I can share funny things about our son with my STBXH. We can speak without animosity about our divorce proceedings (for the most part, lol). I don't trust him as far as I could throw him (as my mom used to say), and he is not anyone I would ever consider a friend. I've finally been able compartmentalize aspects of the relationship we have now. I'm no longer hurt over his relationship with OW-now-GF. I don't want him, why do I hurt if he's with someone else? Therefore, I don't have to squelch those feelings of hurt or anger when I see them together. He's a stranger and he's dating someone.

OTOH, he's still the father of my son, and where that's concerned, I let my feelings be known, but I've worked really hard on learning how to present things effectively. He brings baggage about me when we communicate as well. I have to remember that, and learn to not react to him.
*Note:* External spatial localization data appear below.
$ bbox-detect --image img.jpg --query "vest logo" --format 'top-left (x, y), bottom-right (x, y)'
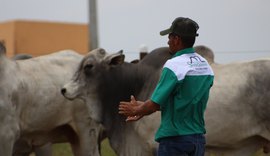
top-left (187, 56), bottom-right (207, 67)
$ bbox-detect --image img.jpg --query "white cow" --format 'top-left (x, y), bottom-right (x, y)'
top-left (62, 47), bottom-right (270, 156)
top-left (0, 42), bottom-right (102, 156)
top-left (11, 54), bottom-right (52, 156)
top-left (195, 45), bottom-right (270, 155)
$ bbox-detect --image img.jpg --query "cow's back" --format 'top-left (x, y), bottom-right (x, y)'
top-left (139, 47), bottom-right (172, 69)
top-left (14, 50), bottom-right (83, 132)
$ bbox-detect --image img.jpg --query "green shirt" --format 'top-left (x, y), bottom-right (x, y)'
top-left (151, 48), bottom-right (214, 142)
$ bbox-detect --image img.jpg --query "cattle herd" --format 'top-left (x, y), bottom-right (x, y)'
top-left (1, 41), bottom-right (270, 156)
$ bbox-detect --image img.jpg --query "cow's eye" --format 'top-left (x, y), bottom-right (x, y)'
top-left (84, 64), bottom-right (93, 75)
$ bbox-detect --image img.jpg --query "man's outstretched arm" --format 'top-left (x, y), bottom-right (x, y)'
top-left (118, 95), bottom-right (160, 121)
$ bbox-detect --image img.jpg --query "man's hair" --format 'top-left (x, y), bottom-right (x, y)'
top-left (181, 36), bottom-right (196, 48)
top-left (171, 33), bottom-right (195, 48)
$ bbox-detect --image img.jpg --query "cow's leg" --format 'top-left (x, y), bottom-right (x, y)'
top-left (70, 119), bottom-right (103, 156)
top-left (13, 139), bottom-right (32, 156)
top-left (0, 105), bottom-right (20, 156)
top-left (67, 100), bottom-right (104, 156)
top-left (80, 124), bottom-right (104, 156)
top-left (0, 130), bottom-right (18, 155)
top-left (58, 99), bottom-right (105, 156)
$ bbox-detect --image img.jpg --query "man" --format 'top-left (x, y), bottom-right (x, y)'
top-left (119, 17), bottom-right (214, 156)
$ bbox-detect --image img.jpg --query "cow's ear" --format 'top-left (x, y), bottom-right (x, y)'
top-left (104, 50), bottom-right (125, 66)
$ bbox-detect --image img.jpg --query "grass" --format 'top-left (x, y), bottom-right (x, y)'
top-left (31, 138), bottom-right (116, 156)
top-left (31, 140), bottom-right (270, 156)
top-left (100, 139), bottom-right (117, 156)
top-left (52, 143), bottom-right (72, 156)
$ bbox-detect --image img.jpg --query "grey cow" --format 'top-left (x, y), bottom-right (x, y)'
top-left (62, 47), bottom-right (270, 156)
top-left (61, 47), bottom-right (171, 156)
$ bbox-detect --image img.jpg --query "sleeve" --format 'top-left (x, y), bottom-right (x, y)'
top-left (151, 67), bottom-right (178, 106)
It's not something that happens automatically, that's for sure.


----------



## staystrong (Sep 15, 2012)

I'm inclined to think like VFW, thought I respect what you've been able to achieve AngelPixie. Perhaps it is harder for men to accept?

...

Do we have a choice about whom we hate? 

It seems as though hate is similar to love. 
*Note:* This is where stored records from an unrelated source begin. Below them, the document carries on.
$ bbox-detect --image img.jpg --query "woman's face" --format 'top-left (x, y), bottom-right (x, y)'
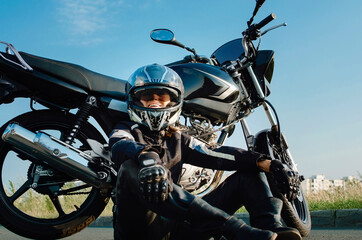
top-left (139, 90), bottom-right (171, 108)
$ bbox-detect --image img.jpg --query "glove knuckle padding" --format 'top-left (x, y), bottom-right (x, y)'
top-left (154, 183), bottom-right (159, 193)
top-left (138, 164), bottom-right (173, 203)
top-left (146, 183), bottom-right (152, 193)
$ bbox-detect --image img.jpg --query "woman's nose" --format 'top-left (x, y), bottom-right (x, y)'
top-left (150, 94), bottom-right (159, 101)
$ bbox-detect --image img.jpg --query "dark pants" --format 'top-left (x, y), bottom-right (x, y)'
top-left (113, 160), bottom-right (273, 240)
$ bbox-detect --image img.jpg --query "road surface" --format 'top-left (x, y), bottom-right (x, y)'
top-left (1, 226), bottom-right (361, 240)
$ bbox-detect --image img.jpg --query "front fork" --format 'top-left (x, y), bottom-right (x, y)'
top-left (240, 102), bottom-right (298, 172)
top-left (240, 101), bottom-right (278, 151)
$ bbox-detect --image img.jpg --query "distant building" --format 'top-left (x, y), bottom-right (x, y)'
top-left (342, 176), bottom-right (359, 183)
top-left (301, 174), bottom-right (359, 195)
top-left (301, 178), bottom-right (313, 195)
top-left (332, 179), bottom-right (344, 189)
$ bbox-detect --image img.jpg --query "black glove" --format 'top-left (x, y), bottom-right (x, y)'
top-left (270, 160), bottom-right (301, 201)
top-left (137, 151), bottom-right (173, 203)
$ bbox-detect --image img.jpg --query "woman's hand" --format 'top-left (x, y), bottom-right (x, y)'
top-left (257, 159), bottom-right (271, 172)
top-left (138, 164), bottom-right (173, 203)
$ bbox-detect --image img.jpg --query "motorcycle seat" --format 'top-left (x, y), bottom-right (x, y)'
top-left (19, 52), bottom-right (128, 100)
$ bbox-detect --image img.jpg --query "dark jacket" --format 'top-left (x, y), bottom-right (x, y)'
top-left (109, 121), bottom-right (262, 183)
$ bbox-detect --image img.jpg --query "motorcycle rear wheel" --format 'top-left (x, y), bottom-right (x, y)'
top-left (0, 110), bottom-right (111, 239)
top-left (255, 130), bottom-right (311, 237)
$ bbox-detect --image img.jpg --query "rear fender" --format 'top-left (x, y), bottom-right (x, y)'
top-left (0, 51), bottom-right (88, 109)
top-left (0, 72), bottom-right (30, 104)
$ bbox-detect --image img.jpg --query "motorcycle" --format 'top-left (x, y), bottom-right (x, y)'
top-left (0, 0), bottom-right (310, 239)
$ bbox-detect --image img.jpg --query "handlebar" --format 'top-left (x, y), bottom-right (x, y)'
top-left (165, 13), bottom-right (277, 67)
top-left (255, 13), bottom-right (276, 30)
top-left (243, 13), bottom-right (276, 41)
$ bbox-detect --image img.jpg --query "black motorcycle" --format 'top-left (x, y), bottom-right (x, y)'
top-left (0, 1), bottom-right (310, 239)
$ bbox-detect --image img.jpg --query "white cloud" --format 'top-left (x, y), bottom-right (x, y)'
top-left (56, 0), bottom-right (160, 45)
top-left (58, 0), bottom-right (109, 36)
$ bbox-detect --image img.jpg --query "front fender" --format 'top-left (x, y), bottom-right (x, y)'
top-left (253, 129), bottom-right (270, 155)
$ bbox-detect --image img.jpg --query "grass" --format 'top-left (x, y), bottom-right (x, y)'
top-left (5, 179), bottom-right (362, 218)
top-left (6, 180), bottom-right (95, 218)
top-left (234, 181), bottom-right (362, 214)
top-left (306, 181), bottom-right (362, 211)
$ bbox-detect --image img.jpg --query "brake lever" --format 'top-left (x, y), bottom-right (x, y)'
top-left (261, 22), bottom-right (287, 36)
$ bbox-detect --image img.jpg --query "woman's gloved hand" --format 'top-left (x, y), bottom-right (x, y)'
top-left (270, 160), bottom-right (301, 201)
top-left (137, 151), bottom-right (173, 203)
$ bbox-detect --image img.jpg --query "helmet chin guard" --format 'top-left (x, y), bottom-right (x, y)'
top-left (129, 106), bottom-right (182, 131)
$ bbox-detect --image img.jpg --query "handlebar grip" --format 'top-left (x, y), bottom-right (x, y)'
top-left (255, 13), bottom-right (276, 29)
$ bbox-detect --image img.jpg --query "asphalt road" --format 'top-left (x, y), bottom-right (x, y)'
top-left (1, 226), bottom-right (361, 240)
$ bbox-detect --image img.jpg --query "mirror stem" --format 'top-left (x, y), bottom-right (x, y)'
top-left (185, 47), bottom-right (197, 56)
top-left (248, 0), bottom-right (266, 26)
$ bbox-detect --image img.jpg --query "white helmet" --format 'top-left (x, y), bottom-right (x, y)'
top-left (126, 64), bottom-right (184, 131)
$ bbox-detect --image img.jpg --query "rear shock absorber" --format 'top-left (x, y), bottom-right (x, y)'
top-left (65, 96), bottom-right (97, 145)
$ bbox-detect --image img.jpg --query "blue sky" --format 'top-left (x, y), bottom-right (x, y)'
top-left (0, 0), bottom-right (361, 180)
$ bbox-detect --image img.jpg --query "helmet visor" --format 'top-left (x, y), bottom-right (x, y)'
top-left (132, 86), bottom-right (180, 109)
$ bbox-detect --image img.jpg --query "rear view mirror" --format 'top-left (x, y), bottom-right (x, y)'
top-left (150, 28), bottom-right (196, 55)
top-left (150, 29), bottom-right (175, 43)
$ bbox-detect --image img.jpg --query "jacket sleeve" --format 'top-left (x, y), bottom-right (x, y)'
top-left (182, 134), bottom-right (262, 172)
top-left (109, 123), bottom-right (147, 166)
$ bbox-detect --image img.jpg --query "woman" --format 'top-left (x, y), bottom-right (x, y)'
top-left (110, 64), bottom-right (301, 240)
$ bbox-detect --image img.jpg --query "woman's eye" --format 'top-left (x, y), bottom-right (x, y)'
top-left (159, 95), bottom-right (170, 101)
top-left (140, 95), bottom-right (153, 101)
top-left (140, 93), bottom-right (170, 102)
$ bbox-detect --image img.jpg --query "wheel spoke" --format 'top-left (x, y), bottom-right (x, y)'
top-left (9, 179), bottom-right (32, 203)
top-left (50, 195), bottom-right (66, 217)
We are told by our WS's that they could not help falling in love with the OM/OW, or falling out of love with us. 

I almost feel I can't help falling into hate. 

Does that make sense?


----------



## angelpixie (Mar 2, 2012)

I heard the saying that the opposite of love isn't hate, it's indifference. I'm inclined to think that's true. By loving or hating someone, you're giving them power over you. It seems that hatred can be a temporary part of the process of falling out of love. In that hatred is hurt, anger, disgust, all of those feelings borne out of the destruction of the relationship. Part of the grieving process. Some people stay stuck there. They never take the power back from their ex. 
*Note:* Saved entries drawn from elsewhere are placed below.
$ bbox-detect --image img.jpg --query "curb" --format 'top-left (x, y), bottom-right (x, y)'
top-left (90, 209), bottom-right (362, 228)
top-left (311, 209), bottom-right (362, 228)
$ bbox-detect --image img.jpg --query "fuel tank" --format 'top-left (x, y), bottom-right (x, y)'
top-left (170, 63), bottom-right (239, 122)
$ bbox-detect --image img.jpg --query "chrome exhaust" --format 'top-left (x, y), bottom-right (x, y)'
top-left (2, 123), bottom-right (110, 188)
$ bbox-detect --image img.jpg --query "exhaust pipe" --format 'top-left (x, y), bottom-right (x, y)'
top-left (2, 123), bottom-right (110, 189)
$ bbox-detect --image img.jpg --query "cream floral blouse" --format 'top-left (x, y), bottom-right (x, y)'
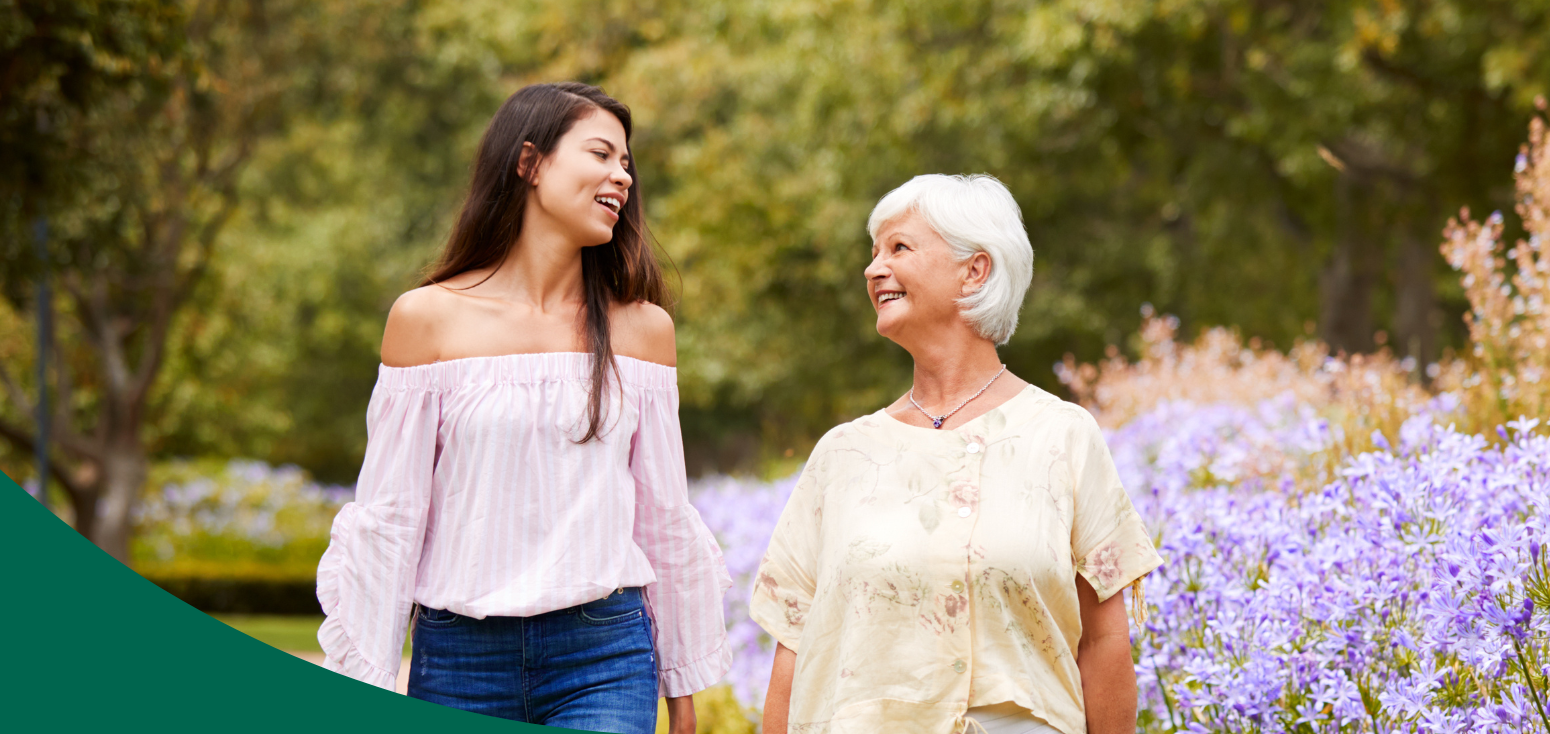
top-left (750, 385), bottom-right (1163, 734)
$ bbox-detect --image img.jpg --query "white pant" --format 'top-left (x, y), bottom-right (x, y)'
top-left (964, 701), bottom-right (1060, 734)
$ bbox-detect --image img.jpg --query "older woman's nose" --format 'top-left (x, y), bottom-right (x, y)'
top-left (864, 254), bottom-right (889, 281)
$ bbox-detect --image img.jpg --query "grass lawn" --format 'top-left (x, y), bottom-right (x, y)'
top-left (210, 614), bottom-right (411, 655)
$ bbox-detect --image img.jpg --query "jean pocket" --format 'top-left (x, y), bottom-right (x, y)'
top-left (417, 606), bottom-right (461, 628)
top-left (577, 594), bottom-right (644, 627)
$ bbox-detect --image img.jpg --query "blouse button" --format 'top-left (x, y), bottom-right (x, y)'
top-left (965, 442), bottom-right (982, 454)
top-left (957, 506), bottom-right (971, 518)
top-left (951, 580), bottom-right (965, 593)
top-left (952, 659), bottom-right (966, 674)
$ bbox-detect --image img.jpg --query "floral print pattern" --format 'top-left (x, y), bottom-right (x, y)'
top-left (750, 386), bottom-right (1163, 734)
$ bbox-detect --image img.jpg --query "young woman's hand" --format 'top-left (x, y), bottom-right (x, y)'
top-left (665, 695), bottom-right (696, 734)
I don't think I equate the feelings of hatred from a break-up to feelings of 'love' that a cheating spouse _allows_ to develop. To quote a really old Catholic saying, they put themselves 'in the occasion of sin' and that _was_ their choice initially. People don't have to cheat, they choose to cheat. And that doesn't even begin to touch on the argument that a lot of times, those feelings aren't love; they're infatuation or good old-fashioned lust.

As you go through the phases of the break-up, you will feel all kinds of crazy emotions. I don't think many people are really happy about their divorces. I think a lot of them get to a point where they realized the truth of the situation they were in, and accept that the divorce was the best possible realistic outcome. 

And I was actually agreeing with VFW, lol. My point about being evolved was to disagree with what seemed to be his assumption that we should all be shooting for friendship if we want to consider ourselves evolved, healthy or whatever. After all, those who don't protect themselves don't live long enough to evolve.


----------



## 06Daddio08 (Jul 26, 2012)

I believe the only reason you are asking this question is because you're too scared at the fact that she will 'hate you' if you don't play nice with her.

That standing up for yourself.

Keeping to yourself.

Not playing the games.

Not placing yourself in situations that are not healthy for you.

Ultimately creating a bigger 'wedge' between you too that cannot be 'fixed' later.

Deciding to become friends with your ex is not something that should be thought about right now.

You also could never become friends with her until you reach total detachment and indifference.

Are you there yet?


----------



## staystrong (Sep 15, 2012)

I am definitely not there yet. 

But I'm no longer in the pining-over-her stage. 

However, I'm still in the sick-to-my-stomach stage due to the betrayal, abandonment and all the drama since. 

I'm not scared of her hating me. 

I do have pain over how she views me; I think it's an unfair assessment of me. 

Currently, I avoid contact with her. A few emails about the kids, a moments on Skype before I talk to the kids. 

What does standing up for myself mean at this stage? I set my boundaries, priorities, etc. I can't undo my prior "weakness" in trying to reconcile with a woman who walked all over me. 

She did something awful. 

It's hard to look at her without all that coming to my head. 

It's just difficult when I can't walk away and when I wasn't the one to say GTFO.


----------



## angelpixie (Mar 2, 2012)

You're going through the phases we all go through, Strong. Keep with it. Keep exercising your boundaries, limiting contact, etc. The next phase is to get through those feelings of how unfair her assessment of you is. Sure it's unfair. But...eventually, in order to heal (for your sake and your kids'), you'll have to let go of how unfair this was; how unjust are her feelings towards you, etc. At some point, it hits you that holding on to that does _you no good_. 

I went through all the same stuff. Most of us here did. To truly move forward, you get to the point where you say, 'Yeah, I don't agree with their recollection of what went on in our marriage. They don't agree with my recollection. It will sort itself out. These things always get sorted out sooner or later. I only have this one life ahead of me. Do I really want to give any more of it to this person who's been sucking the life out of me? No. I want to be happy from now on. I want to be a good parent from now on." And you let that person, and all the crap connected to your feelings on what s/he did to you, *go*. 

It doesn't mean you think what s/he did was OK. It doesn't mean you have to forgive them. It certainly doesn't mean you forget. It means you stop letting those feelings control you. 

It takes time and it takes effort. But it's doable. It just depends on how badly you want it to happen.


----------